Something went SLAM behind my conscious awareness.
And I tumbled back into my body.
I
was asleep for a long time.
When I blinked out of it, I was in a microgravity tube on board the Navy hospital ship
Consolation
, looking into the face of a ward nurse.
“How long was I out, sir?” I asked him.
“Five days, and a bit,” he replied. He grinned at me as he floated closer and peeled the stick-tight cuff from my arm, through which they would have been feeding me both respirocytes and BVEs.
I wondered what my ratio of respirocytes to red cells was now. I glanced down at my leg, and was not surprised to see a stump capped off by a plastic and metal hemisphere. There was no pain but, curiously, my missing leg
itched
, right about where the ankle and the top of the foot should have been.
Then more memories came flooding in: the pain, the fear. They seemed remote, however, held at bay, their sting blunted. My brain probably was still riding nanomeds that kept my emotions in check.
“Am I . . . am I . . . ?”
Shit. I didn’t know how to ask it.
“Are you a zombie?” he asked, and gave me another quick grin. “Does it matter?”

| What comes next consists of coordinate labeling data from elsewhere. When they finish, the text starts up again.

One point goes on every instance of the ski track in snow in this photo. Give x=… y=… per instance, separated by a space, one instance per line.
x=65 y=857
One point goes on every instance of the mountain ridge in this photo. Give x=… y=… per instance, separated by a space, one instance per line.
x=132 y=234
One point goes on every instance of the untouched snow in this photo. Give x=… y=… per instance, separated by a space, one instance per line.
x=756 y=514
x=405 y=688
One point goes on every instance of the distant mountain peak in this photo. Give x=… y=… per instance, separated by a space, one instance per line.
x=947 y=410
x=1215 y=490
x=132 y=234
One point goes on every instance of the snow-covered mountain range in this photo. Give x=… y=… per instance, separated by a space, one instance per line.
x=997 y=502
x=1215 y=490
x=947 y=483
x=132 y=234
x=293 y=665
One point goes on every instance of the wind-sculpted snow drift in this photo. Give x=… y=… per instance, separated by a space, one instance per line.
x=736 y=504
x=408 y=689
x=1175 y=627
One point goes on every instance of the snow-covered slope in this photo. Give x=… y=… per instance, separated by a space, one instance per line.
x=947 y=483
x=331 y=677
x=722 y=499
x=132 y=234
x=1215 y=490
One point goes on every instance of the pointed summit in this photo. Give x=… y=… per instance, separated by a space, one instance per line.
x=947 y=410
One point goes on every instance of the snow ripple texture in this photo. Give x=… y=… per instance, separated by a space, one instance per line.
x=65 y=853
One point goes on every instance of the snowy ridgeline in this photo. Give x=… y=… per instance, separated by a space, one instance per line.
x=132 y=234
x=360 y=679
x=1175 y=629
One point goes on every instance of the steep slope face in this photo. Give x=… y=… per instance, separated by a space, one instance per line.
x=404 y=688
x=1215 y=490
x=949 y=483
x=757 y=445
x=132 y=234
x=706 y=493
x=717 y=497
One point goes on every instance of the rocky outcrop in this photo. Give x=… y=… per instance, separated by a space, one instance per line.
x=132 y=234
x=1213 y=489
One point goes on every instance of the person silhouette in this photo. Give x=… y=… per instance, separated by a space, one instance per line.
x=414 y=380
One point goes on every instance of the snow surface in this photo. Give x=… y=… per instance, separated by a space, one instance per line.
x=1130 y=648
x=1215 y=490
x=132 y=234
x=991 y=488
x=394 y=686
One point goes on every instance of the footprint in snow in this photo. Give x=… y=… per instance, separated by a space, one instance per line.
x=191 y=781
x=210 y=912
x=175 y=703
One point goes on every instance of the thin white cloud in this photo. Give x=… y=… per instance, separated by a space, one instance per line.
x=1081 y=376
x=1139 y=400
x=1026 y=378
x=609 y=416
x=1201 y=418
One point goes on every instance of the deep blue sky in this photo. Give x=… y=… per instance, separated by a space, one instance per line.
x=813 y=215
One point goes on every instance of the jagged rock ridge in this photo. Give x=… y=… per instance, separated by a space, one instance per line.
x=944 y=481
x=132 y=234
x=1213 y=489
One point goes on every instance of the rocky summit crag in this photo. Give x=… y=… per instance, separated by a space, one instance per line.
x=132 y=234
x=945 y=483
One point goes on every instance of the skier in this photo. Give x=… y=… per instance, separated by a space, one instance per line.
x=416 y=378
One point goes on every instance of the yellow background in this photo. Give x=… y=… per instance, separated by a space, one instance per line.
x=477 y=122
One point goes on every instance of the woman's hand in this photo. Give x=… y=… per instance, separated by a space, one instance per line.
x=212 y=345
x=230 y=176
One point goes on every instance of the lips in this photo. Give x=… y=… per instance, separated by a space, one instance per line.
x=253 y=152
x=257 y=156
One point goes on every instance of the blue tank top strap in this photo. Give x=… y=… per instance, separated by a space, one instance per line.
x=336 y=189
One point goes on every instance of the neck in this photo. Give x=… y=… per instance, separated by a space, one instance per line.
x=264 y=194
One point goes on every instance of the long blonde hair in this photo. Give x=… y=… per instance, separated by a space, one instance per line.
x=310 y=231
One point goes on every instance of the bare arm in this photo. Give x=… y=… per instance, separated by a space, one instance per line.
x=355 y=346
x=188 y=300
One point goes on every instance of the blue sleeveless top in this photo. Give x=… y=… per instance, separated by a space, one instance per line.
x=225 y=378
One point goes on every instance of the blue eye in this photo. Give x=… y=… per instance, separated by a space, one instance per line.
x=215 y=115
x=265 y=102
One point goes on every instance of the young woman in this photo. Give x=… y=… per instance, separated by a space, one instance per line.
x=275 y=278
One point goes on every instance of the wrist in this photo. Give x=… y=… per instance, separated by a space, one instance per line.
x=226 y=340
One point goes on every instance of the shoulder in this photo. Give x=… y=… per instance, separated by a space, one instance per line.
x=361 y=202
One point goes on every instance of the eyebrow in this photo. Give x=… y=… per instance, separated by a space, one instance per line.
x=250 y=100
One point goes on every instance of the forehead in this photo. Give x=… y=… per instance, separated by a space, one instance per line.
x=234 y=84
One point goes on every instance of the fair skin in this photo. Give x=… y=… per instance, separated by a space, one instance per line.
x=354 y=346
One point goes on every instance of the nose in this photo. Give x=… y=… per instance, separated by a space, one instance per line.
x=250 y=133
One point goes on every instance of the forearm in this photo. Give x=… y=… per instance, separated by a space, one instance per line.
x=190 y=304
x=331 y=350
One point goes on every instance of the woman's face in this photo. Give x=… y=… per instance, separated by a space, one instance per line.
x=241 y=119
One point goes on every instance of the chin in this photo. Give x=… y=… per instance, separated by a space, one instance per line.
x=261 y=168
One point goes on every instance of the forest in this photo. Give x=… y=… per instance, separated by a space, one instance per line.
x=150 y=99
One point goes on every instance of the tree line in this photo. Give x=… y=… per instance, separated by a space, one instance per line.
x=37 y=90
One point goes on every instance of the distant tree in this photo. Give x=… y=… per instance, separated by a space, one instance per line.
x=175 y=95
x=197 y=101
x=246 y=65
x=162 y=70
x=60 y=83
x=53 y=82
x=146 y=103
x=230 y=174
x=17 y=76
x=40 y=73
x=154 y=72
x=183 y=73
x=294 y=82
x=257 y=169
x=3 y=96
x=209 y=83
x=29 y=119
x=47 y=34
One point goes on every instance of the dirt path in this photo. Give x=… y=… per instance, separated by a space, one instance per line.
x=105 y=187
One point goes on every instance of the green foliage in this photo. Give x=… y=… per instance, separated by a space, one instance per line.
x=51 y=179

“Hell, yeah, it matters!” Then I remembered I was talking to an officer. “Sir.”
“You have all your memories? You remember yourself as a kid? Boot camp? Corps School?”
I remembered floating off the ice-locked Maine coast, cradling Paula’s head in my lap. “Yeah . . .”
“Then you’re the same person you were. It took—I think they said three hours to get you back up to the
Clymer
. They had a heartkeeper in you sooner than that, though. Maybe ten minutes after you died.”